Styles: Some people don’t understand the duality of the music and the streets, like if you really been on both sides. When you understand it you see where we come from, you see how they feed us, and you see what’s really going on. If I tell you right now go spend on the corner n—as is popping right there. If you got no money involved or they didn’t touch your homie or none of yours, you’re not going to spend that corner. You going the other way. If I tell you the same shit about food and shit that will kill you, you definitely going over there because you don’t see the death. It’s a slow death.
Being from the hood and being in rap you know what it entails.
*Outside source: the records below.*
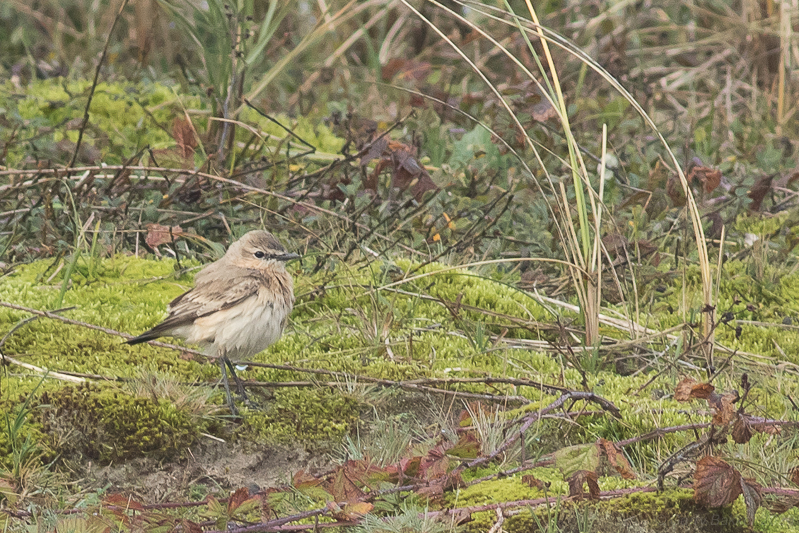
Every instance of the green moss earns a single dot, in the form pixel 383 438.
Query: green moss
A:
pixel 104 424
pixel 308 415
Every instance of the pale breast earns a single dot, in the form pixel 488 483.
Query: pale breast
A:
pixel 248 327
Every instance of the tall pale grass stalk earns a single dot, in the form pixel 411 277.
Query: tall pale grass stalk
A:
pixel 583 257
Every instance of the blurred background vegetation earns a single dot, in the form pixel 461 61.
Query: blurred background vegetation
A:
pixel 718 77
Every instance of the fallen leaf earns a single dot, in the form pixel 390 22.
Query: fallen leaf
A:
pixel 575 458
pixel 723 406
pixel 467 447
pixel 741 430
pixel 158 234
pixel 690 389
pixel 183 133
pixel 716 482
pixel 342 487
pixel 752 498
pixel 125 502
pixel 238 497
pixel 708 177
pixel 435 464
pixel 576 481
pixel 617 459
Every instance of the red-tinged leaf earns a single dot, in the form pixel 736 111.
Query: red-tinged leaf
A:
pixel 781 504
pixel 741 430
pixel 578 479
pixel 617 459
pixel 342 487
pixel 158 234
pixel 690 389
pixel 752 498
pixel 794 476
pixel 759 191
pixel 716 482
pixel 723 406
pixel 375 151
pixel 467 447
pixel 532 481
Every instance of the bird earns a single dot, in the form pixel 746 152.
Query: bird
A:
pixel 239 305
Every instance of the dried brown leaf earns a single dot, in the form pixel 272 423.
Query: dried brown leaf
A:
pixel 751 491
pixel 690 389
pixel 716 482
pixel 467 447
pixel 576 481
pixel 723 406
pixel 342 487
pixel 435 464
pixel 158 234
pixel 617 459
pixel 183 133
pixel 708 177
pixel 741 430
pixel 238 497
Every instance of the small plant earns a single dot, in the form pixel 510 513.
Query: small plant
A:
pixel 26 475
People want to be rich, but then you know where we’re really from, nobody can afford shit. When you understand the balance of what we saying in rap, how they’re listening to us and how the streets are actually living, you understand it’s your duty to try and balance some of the shit out. You’re taking care of yourself and you taking care of your family. That’s survival. There’s nothing pussy about survival, nothing is soft about that. That’s actually the hardest thing to do is discipline yourself to live right and spread the word.
As we’re celebrating the 20th anniversary of a monumental year in hip-hop, I want to ask Styles first who East reminds him of creatively from 1998, and East’s favorite song off The Lox’s 1998 debut Money, Power, Respect.
Styles: If Dave would’ve been in ‘98 he would have been a special artist because he would’ve been himself. That’s what makes him so dope. That’s what the “it” factor is, when you could have elements of all the greats from the East coast and all over. For me, it’s just the story of a kid from the east side of Harlem that grew up on rap and loves that authentic rap that found his way and made his own shit. That’s what made me feel like we good, because we have someone to carry the torch. We all have elements of those who came before us but what matters is the originality, the hunger, the creativity that just wants to burst out of you.
East: I would probably say “Bitches From East Hook.” If you’re a fan of anything I do, I’m always telling a story. I’m into that — I like it when you don’t know if it was true or not. That’s my whole thing: I like the shit that makes you think if it happened because of who it’s coming from. If Soulja Boy do that record, you know he didn’t do that shit. Depending on who it’s coming from, it just makes you sit back and think about what really happened.